Os já divulgados indicadores econômicos de 2017 compravam, tecnicamente, o fim do ciclo recessivo no Brasil. A reflexão que proponho é entender como o setor público enfrentou a crise que colocou o País no limbo nos últimos anos.

Para alicerçar a análise, vejamos como o setor privado agiu. Antes que alguém pense no setor privado como se ele fosse constituído somente por empresários sem escrúpulos, os “coronéis modernos”, destaco que estou falando de empresários empreendedores, que arriscam seu capital, que empregam, que geram riquezas e lutam diariamente em suas organizações, ou seja, ajudam o Brasil a ser um país melhor de se viver, mantendo, entre outras coisas, relação de lealdade com os que como eles trabalham, tendo relação muito além a um empregado, de uma mera peça na engrenagem, se apresentando como um verdadeiro associado.

A expressão de ordem no meio empresarial foi “faça mais com menos”. Isso exigiu que dirigentes e seus colaboradores se debruçassem sobre os orçamentos anuais e listassem os eventuais desperdícios nos gastos e focassem na receita. A produtividade passou a imperar. Esse meio empresarial, muito criticado por alguns “românticos” que ainda acreditam no confronto capital/trabalho, escaldado, evitou, em primeiro momento, dispensar seus colaboradores.

O apagão de mão de obra que o Brasil observou quando a economia ainda apresentava crescimento (sem sustentação, mas crescimento) demonstrou aos empresários que forjar equipes de alta performance não era tarefa fácil e seria jogar no lixo todo investimento na qualificação profissional caso a opção para enfrentar a crise fosse à vala comum da dispensa de profissionais.

Este foi um dos motivos que contribuiu para o desemprego não se agravar no início da crise, contudo, com queda acentuada nas vendas, as empresas, tanto as micros, como as pequenas, médias e grandes, se endividaram.

Sem excedentes via lucro, recuaram no tocante aos seus investimentos e a dispensa de parte de equipe de profissionais foi inevitável. Muitas empresas abriram o bico e fecharam suas portas. Tantas outras estão em recuperação judicial.

O foco foi responder ao questionamento: como sobreviver em tempos de crise? Lembro que a realidade das empresas brasileiras, notadamente as familiares, é de baixos recursos para capital de giro.

Isso posto, foquemos no setor público. O que foi feito para enfrentar a crise? Umas poucas prefeituras e uns poucos estados fizeram a lição de casa. A maior parte seguiu em frente como se nada tivesse acontecendo e os calotes passaram a vigorar.
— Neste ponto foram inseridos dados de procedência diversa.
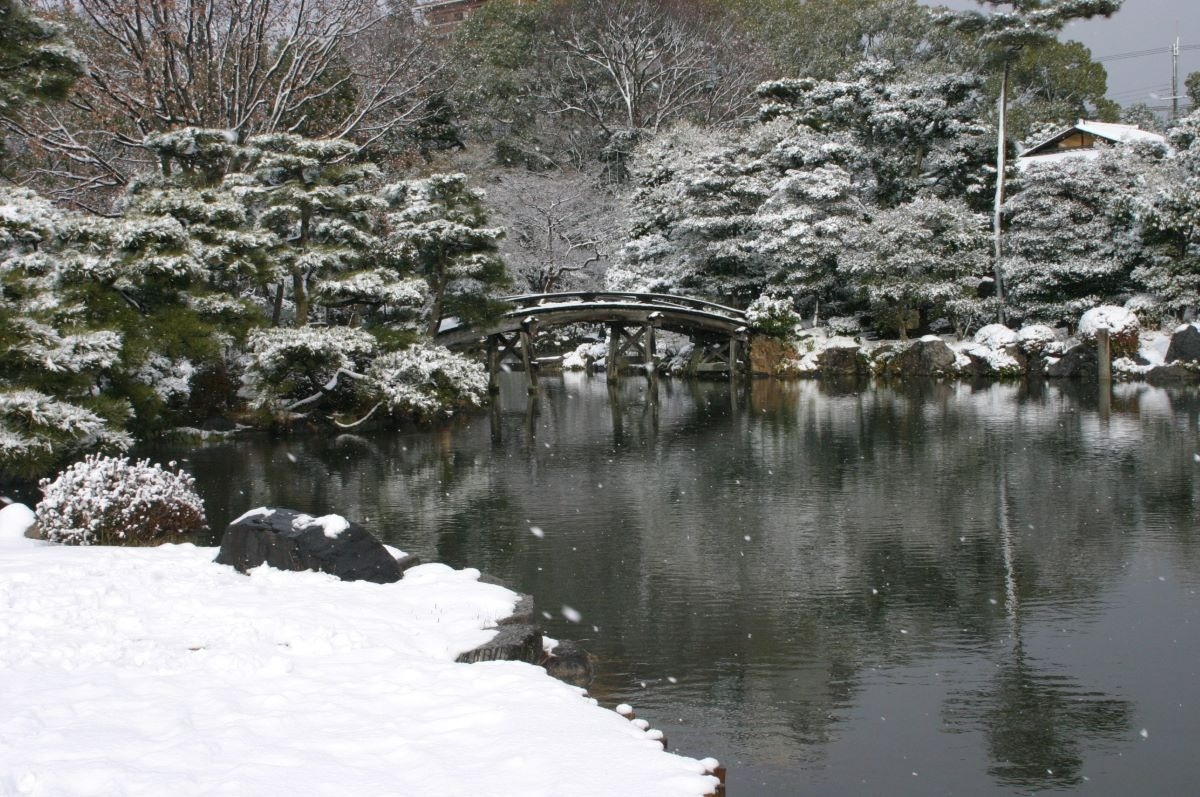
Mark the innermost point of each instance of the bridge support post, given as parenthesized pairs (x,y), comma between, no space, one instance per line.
(493,364)
(528,357)
(648,347)
(611,367)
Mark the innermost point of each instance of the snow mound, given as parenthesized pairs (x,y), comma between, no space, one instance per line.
(15,521)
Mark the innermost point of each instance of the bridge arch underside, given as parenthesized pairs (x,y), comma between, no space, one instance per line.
(720,342)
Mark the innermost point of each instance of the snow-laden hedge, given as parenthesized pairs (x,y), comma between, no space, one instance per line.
(774,316)
(111,501)
(294,364)
(426,379)
(37,430)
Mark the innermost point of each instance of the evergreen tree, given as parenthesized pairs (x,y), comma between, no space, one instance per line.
(317,201)
(1005,34)
(918,132)
(54,361)
(37,64)
(917,261)
(437,231)
(1073,238)
(731,215)
(1169,209)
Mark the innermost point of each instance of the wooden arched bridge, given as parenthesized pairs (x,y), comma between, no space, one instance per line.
(720,334)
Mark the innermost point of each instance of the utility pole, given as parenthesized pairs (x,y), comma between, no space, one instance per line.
(1175,79)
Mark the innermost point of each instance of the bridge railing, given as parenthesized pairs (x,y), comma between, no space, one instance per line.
(654,299)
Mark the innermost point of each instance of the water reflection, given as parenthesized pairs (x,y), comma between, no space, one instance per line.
(769,571)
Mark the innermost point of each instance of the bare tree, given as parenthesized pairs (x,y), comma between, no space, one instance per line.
(324,69)
(629,67)
(562,227)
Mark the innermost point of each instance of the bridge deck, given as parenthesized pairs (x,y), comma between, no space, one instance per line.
(667,312)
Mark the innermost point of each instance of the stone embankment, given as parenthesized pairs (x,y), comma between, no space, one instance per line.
(994,352)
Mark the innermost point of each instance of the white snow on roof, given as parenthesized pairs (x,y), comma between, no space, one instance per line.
(1108,131)
(1115,132)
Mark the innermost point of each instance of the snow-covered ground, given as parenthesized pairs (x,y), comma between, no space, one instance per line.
(154,671)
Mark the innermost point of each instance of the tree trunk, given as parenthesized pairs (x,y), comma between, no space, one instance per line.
(277,309)
(1001,153)
(436,311)
(300,297)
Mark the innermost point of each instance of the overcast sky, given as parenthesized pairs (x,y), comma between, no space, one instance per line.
(1139,25)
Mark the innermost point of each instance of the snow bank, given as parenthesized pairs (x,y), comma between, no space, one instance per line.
(15,519)
(154,671)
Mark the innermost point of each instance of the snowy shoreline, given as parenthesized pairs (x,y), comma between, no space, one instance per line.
(149,671)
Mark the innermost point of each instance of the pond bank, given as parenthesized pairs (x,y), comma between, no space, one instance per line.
(168,672)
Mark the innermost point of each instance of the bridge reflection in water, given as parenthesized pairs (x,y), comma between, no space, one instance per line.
(719,334)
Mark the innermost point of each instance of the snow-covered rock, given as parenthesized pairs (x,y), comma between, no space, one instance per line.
(292,540)
(984,360)
(1185,345)
(1038,339)
(1117,321)
(996,336)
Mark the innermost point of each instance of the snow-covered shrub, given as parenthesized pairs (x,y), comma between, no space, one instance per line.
(847,325)
(996,336)
(426,379)
(299,363)
(773,316)
(1123,328)
(1038,339)
(168,378)
(577,359)
(111,501)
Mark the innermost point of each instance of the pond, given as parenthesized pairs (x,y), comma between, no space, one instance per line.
(936,588)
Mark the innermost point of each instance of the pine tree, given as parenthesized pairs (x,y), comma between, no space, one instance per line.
(437,231)
(919,259)
(316,198)
(37,63)
(1169,209)
(1073,240)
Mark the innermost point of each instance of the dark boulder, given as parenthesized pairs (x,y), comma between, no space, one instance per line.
(1171,373)
(570,663)
(843,360)
(928,357)
(510,643)
(291,540)
(1185,345)
(1077,363)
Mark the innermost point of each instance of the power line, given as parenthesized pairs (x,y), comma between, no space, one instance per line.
(1155,51)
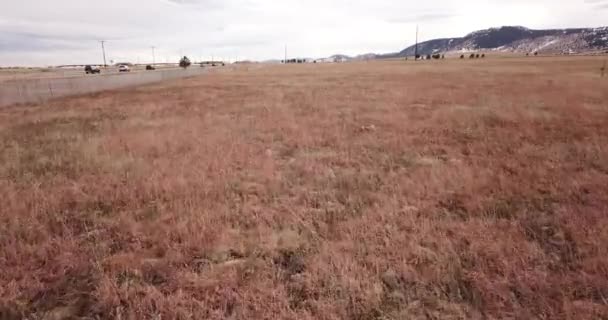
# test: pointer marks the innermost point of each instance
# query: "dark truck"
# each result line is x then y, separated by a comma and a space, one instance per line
91, 69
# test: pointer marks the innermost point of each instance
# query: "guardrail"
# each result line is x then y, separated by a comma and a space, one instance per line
41, 90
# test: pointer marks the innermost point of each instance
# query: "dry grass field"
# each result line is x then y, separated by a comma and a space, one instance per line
383, 190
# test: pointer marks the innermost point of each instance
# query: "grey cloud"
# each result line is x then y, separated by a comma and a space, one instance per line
26, 42
425, 17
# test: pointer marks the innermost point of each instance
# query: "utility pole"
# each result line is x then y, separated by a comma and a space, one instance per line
103, 50
416, 49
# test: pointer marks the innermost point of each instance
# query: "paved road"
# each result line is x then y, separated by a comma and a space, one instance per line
36, 90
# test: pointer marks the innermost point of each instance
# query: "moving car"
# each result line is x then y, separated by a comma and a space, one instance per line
91, 69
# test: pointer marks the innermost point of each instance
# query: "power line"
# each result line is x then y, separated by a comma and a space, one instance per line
416, 49
103, 50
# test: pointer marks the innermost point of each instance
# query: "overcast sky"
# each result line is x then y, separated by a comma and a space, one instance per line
50, 32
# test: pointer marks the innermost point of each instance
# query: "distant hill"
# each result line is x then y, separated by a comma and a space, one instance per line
505, 39
517, 39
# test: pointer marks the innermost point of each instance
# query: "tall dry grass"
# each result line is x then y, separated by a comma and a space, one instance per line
443, 190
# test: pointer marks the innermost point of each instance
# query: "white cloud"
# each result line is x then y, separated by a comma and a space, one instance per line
41, 32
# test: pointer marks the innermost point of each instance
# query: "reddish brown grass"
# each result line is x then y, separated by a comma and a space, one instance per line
444, 190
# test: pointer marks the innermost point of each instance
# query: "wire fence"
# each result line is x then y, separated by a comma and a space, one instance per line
40, 90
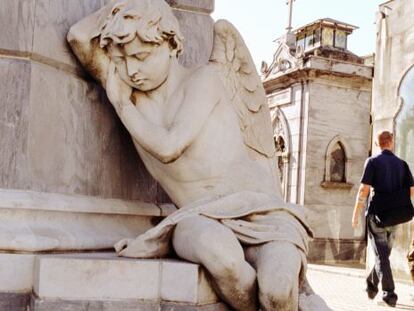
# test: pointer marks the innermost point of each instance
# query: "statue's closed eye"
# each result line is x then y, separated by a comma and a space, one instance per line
115, 10
128, 16
142, 55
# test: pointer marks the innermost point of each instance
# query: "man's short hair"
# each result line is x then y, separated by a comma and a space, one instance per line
384, 138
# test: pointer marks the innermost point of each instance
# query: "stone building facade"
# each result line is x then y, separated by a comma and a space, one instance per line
319, 94
70, 178
393, 99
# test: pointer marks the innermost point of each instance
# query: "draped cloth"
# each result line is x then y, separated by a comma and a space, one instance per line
254, 217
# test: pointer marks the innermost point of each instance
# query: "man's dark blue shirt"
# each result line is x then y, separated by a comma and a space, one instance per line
387, 173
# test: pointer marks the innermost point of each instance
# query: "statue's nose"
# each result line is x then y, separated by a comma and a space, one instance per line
132, 67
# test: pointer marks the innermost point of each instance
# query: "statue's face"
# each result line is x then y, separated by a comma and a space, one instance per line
143, 66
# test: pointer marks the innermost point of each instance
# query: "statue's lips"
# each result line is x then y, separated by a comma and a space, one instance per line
139, 81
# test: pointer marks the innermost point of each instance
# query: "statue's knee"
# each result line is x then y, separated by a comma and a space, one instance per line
278, 289
223, 266
281, 299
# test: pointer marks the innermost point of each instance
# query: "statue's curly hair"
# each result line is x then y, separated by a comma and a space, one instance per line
149, 20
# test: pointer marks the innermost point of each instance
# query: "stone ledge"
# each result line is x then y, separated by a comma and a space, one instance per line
202, 6
106, 277
38, 304
14, 301
43, 201
39, 221
336, 185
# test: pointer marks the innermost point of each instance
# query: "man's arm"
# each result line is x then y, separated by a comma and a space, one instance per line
83, 38
361, 198
167, 144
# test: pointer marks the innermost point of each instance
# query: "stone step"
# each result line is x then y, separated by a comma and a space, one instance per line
106, 277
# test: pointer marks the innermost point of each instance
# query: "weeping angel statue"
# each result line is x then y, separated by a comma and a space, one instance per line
205, 135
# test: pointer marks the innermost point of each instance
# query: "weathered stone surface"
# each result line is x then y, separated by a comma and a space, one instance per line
16, 273
186, 283
197, 30
14, 301
179, 307
17, 24
108, 277
96, 277
14, 121
52, 21
35, 221
88, 150
205, 6
38, 304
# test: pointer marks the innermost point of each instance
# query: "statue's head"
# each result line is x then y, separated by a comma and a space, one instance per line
142, 38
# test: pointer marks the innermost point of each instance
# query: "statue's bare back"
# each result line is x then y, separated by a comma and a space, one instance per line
205, 135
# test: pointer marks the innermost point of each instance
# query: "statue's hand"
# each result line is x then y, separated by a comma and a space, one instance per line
142, 247
119, 93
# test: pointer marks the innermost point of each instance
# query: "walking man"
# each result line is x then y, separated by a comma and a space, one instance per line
385, 174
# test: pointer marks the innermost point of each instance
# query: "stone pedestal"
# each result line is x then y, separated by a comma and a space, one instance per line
60, 135
102, 282
70, 178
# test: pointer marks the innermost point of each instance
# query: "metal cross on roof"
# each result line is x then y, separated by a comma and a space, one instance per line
290, 4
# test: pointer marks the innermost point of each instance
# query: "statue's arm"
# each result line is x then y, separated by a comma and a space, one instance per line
168, 144
83, 38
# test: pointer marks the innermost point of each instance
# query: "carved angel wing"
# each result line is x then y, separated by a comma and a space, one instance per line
234, 62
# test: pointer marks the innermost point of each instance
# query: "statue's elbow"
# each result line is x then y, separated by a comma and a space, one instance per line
75, 36
170, 156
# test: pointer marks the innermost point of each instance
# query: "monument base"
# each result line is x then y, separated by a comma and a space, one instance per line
102, 282
38, 304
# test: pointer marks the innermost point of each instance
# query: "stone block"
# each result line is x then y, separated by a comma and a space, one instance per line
89, 152
197, 30
38, 304
14, 120
17, 24
186, 283
96, 277
14, 301
53, 19
35, 221
16, 274
204, 6
183, 307
104, 276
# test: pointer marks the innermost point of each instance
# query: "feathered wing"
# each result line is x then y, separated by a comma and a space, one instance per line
234, 62
232, 59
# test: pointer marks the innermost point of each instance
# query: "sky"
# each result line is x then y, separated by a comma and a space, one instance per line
262, 21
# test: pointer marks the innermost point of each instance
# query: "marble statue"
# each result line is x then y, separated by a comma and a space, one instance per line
205, 135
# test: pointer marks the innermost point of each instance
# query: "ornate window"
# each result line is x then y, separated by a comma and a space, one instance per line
337, 163
281, 139
404, 121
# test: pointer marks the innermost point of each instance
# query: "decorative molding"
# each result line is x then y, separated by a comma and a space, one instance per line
327, 183
280, 98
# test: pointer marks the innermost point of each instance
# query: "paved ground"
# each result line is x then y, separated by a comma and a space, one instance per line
343, 290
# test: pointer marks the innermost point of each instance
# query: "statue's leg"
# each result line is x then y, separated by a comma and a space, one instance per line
278, 265
209, 243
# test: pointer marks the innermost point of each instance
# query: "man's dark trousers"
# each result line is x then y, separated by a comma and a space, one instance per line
382, 240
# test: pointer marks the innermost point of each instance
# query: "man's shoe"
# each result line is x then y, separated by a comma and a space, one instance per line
371, 291
390, 298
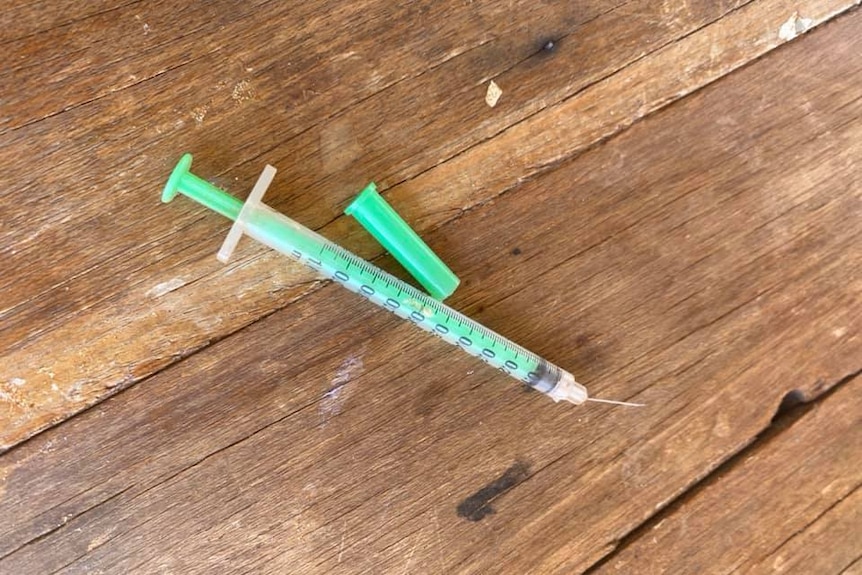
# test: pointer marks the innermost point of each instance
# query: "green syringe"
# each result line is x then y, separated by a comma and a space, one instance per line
279, 232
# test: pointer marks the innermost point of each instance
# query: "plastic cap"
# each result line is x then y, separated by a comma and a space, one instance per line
377, 216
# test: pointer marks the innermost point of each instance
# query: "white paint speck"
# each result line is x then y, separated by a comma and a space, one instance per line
161, 289
492, 95
794, 26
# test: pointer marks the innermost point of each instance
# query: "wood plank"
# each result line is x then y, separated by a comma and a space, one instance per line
108, 288
711, 267
793, 505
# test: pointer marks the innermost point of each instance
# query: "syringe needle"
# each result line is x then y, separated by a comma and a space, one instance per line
613, 402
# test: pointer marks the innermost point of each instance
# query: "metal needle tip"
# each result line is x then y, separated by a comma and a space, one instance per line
612, 402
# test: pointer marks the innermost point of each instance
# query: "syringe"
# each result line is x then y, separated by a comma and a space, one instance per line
377, 286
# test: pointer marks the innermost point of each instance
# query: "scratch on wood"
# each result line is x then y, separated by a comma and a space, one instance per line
161, 289
333, 400
478, 506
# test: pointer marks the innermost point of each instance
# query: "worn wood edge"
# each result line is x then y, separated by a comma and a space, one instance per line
830, 420
526, 151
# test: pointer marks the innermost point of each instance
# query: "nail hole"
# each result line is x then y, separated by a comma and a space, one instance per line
791, 399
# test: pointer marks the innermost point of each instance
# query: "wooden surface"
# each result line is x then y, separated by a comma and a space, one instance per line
646, 205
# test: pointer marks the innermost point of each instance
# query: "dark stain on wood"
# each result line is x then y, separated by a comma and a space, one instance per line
478, 506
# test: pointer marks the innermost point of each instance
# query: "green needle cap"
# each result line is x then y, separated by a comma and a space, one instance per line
377, 216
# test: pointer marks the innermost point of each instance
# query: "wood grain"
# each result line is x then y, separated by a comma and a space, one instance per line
705, 262
108, 288
792, 505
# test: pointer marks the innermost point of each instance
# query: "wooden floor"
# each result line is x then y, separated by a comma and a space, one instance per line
666, 201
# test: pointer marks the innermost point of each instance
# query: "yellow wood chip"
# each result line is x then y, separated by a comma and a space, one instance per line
493, 94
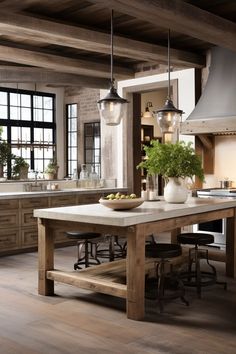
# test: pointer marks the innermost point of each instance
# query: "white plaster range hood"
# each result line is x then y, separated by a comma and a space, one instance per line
215, 112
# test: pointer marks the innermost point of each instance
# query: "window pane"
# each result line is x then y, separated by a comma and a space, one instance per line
3, 98
48, 117
3, 112
15, 113
14, 99
25, 113
48, 103
25, 101
38, 101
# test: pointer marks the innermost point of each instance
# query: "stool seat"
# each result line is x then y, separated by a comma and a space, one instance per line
74, 235
195, 276
163, 250
195, 238
166, 285
84, 241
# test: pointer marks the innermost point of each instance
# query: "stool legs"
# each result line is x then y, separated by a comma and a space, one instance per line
89, 252
196, 277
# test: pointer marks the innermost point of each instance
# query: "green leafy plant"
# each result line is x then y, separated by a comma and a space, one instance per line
52, 167
19, 165
172, 160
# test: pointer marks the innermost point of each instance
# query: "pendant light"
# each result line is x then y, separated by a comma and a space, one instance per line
147, 113
168, 117
112, 107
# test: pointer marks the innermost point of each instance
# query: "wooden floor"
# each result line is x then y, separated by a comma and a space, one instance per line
78, 321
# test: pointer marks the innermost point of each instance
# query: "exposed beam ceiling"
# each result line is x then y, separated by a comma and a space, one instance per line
14, 74
181, 17
77, 37
59, 63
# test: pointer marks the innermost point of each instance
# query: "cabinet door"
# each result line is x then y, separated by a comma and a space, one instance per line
9, 240
27, 218
63, 200
39, 202
29, 237
6, 204
9, 219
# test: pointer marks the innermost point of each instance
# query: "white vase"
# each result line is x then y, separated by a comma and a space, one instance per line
175, 191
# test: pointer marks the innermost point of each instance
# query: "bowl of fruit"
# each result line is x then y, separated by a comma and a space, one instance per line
121, 201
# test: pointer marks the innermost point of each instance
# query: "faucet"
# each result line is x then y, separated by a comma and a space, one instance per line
36, 178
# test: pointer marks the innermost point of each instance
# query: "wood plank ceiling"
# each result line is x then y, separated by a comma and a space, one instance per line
67, 42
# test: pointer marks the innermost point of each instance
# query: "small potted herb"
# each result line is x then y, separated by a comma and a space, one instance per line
51, 170
20, 168
174, 162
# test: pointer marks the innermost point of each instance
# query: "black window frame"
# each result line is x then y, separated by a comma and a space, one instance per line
9, 123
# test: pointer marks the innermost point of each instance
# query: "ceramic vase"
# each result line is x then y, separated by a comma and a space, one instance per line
175, 191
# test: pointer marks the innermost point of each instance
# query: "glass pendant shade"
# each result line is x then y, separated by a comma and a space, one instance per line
112, 107
168, 117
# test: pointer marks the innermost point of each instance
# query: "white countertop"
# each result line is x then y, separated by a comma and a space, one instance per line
46, 193
147, 212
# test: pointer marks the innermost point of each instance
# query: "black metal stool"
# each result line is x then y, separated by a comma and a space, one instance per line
169, 285
197, 277
84, 241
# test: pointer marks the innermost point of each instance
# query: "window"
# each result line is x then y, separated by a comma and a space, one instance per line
72, 139
92, 146
28, 122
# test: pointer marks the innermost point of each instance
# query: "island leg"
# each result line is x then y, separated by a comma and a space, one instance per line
135, 301
231, 247
45, 258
Sem elevar a arrecadação, não agiram na direção da contenção dos gastos em custeio. Adiaram os gastos em investimentos. É certo que a estabilidade legal do emprego público é um limitante, mas pouco ou quase nada foi feito em termos de eliminação de cargos comissionados (entenda-se indicações políticas), e redução de gastos.

Observem, por exemplo, o comportamento do setor público no tocante aos funcionários públicos que recebem elevados salários e ainda mantém uma série de benefícios: não mexeram uma palha no sentido de buscar ganhos em produtividade. No máximo não tiveram a reposição da inflação. No caso da União, mesmo com o limitador de gastos, o “cheque especial” da emissão de títulos públicos funcionou a todo vapor, e a convivência com déficits nas contas passou a ser a dura realidade da gestão dos recursos públicos.

A conclusão é que vivemos dois “Brasis”: o lado do setor privado tendo que matar um leão por dia e, em determinados momentos, além de matar um leão por dia é obrigado a segurar o leão do dia seguinte (quando tem leão disponível), enquanto o lado do setor público o máximo que se vê são “contingenciamentos” de recursos. A empresa privada, se não honrar seus compromissos, fecha. O setor público, se não honrar seus compromissos, se tolera, posterga, dizem somente “não temos recursos para pagar”.

O setor privado corta em sua própria carne e o setor público, com raras exceções opera como se nada tivesse acontecendo. Se quisermos um País forte, estes dois mundos terão que se aproximar e a sociedade como um todo enfrentar os desafios que se apresentam. Mais uma desigualdade em um País tão desigual.